Significant ethnic differences were observed in ACA, ACV, ACW, LV, IT, and IArea (all P < .05). ACA, ACV, and LV were significant predictors of TISA750 and AOD750 in all ethnic groups (all P < .001). ACW and IT were significant predictors of AOD750 in white and African subjects (all P < .05). ACW and IT were significant predictors of TISA750 in white subjects (all P < .05). IArea was a significant predictor of AOD750 in Chinese ( P < .05). ACA, ACV, and LV had the highest predictive strength for both TISA750 and AOD750 in all ethnic groups based on β and R 2 .


Conclusions


Despite ethnic differences in ACA, ACV, ACW, LV, IT, and IArea, the same 3 anterior segment parameters (ACA, ACV, and LV) were the strongest predictors of angle width (TISA750 and AOD750) in all 4 ethnic groups.

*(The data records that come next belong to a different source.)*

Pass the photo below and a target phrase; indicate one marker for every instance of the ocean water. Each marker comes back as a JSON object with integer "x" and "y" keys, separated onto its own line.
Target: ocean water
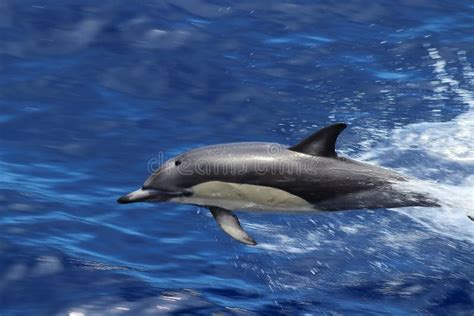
{"x": 92, "y": 93}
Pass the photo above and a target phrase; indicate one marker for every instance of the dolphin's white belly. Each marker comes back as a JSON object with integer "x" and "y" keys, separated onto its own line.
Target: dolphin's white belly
{"x": 235, "y": 196}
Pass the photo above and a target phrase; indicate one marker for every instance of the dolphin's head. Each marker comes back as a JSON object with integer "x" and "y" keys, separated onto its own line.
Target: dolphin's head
{"x": 171, "y": 180}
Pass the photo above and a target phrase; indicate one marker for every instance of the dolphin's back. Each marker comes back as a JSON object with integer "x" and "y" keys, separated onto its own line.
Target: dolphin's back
{"x": 328, "y": 183}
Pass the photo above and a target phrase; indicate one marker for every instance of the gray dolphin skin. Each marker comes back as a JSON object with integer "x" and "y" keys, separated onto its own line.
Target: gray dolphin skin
{"x": 306, "y": 177}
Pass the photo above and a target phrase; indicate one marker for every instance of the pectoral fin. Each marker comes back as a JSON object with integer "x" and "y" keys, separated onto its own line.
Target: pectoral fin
{"x": 231, "y": 225}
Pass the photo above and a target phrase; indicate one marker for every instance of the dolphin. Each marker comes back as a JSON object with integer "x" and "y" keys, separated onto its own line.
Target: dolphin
{"x": 257, "y": 176}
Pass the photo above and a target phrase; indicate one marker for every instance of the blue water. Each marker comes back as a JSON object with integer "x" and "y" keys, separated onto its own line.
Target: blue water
{"x": 91, "y": 92}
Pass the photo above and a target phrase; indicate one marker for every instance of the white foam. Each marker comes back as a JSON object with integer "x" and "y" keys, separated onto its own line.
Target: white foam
{"x": 449, "y": 142}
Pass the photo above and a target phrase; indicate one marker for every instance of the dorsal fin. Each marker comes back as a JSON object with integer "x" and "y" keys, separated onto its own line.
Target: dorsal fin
{"x": 322, "y": 143}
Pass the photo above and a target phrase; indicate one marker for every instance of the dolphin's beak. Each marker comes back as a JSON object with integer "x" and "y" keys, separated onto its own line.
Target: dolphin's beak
{"x": 152, "y": 195}
{"x": 138, "y": 196}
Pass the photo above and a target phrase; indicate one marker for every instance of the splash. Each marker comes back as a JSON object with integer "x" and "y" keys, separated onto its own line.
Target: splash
{"x": 450, "y": 142}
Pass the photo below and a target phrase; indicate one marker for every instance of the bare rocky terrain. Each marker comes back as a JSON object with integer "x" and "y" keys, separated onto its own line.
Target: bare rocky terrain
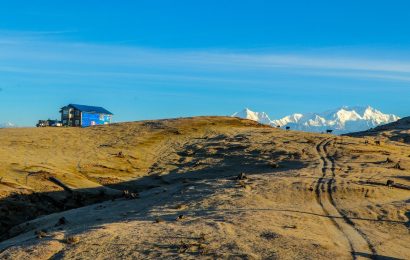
{"x": 205, "y": 187}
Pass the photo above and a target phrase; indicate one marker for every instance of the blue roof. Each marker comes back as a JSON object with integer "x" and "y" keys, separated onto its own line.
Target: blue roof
{"x": 91, "y": 109}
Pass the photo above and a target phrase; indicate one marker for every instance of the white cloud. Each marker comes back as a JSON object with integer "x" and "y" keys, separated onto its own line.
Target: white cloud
{"x": 34, "y": 53}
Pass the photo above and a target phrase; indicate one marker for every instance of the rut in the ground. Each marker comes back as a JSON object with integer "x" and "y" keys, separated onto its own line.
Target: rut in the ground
{"x": 358, "y": 241}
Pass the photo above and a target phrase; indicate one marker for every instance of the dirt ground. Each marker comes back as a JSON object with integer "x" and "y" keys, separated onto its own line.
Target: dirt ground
{"x": 208, "y": 187}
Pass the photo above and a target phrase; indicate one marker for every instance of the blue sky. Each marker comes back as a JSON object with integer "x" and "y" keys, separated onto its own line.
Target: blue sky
{"x": 159, "y": 59}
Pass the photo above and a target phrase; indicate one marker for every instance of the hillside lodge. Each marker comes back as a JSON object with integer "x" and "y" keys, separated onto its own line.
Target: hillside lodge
{"x": 84, "y": 116}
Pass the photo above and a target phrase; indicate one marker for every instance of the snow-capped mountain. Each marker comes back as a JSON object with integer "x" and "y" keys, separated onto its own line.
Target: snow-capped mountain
{"x": 341, "y": 120}
{"x": 7, "y": 125}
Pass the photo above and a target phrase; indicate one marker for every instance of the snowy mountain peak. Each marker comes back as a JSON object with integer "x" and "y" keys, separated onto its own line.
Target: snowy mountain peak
{"x": 341, "y": 120}
{"x": 260, "y": 117}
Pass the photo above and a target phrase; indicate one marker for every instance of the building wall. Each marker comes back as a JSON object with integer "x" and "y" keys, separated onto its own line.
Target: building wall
{"x": 90, "y": 119}
{"x": 70, "y": 116}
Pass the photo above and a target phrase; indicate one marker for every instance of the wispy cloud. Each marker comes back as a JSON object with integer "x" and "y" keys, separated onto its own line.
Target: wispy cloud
{"x": 34, "y": 53}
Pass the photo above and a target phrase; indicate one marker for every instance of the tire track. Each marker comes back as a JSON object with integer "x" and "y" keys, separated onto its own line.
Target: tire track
{"x": 358, "y": 241}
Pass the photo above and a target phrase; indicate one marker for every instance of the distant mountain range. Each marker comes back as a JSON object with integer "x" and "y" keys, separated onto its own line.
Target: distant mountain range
{"x": 7, "y": 125}
{"x": 398, "y": 131}
{"x": 341, "y": 120}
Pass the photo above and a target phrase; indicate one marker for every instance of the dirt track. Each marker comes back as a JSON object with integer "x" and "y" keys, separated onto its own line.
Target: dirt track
{"x": 305, "y": 196}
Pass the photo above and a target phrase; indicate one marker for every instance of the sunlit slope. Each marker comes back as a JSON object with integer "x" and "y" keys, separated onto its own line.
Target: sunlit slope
{"x": 303, "y": 195}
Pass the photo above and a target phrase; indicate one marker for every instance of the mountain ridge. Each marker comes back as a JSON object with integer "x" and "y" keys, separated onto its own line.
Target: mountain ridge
{"x": 342, "y": 120}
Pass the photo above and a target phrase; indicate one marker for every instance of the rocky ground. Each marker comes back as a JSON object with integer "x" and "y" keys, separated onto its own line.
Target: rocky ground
{"x": 207, "y": 187}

Primary angle closure glaucoma (PACG) is one of the leading causes of irreversible blindness worldwide. Although this condition is most commonly described among those of Asian descent, it can occur in all races. A review of the literature published between the years 1966 and 2006 indicated reproducible evidence of ethnic variations in the prevalence of PACG. Evaluation of the anterior chamber angle width is considered the key factor in diagnosis, since this anatomic parameter primarily determines the risk for PACG development. One method of quantifying angle width is by using diagnostic imaging modalities such as anterior segment optical coherence tomography (AS OCT). Analysis of AS OCT images with customized software, the Zhongshan Angle Assessment Program (Zhongshan Ophthalmic Centre, Guangzhou, China), allows objective and reproducible quantification of anterior segment biometric parameters.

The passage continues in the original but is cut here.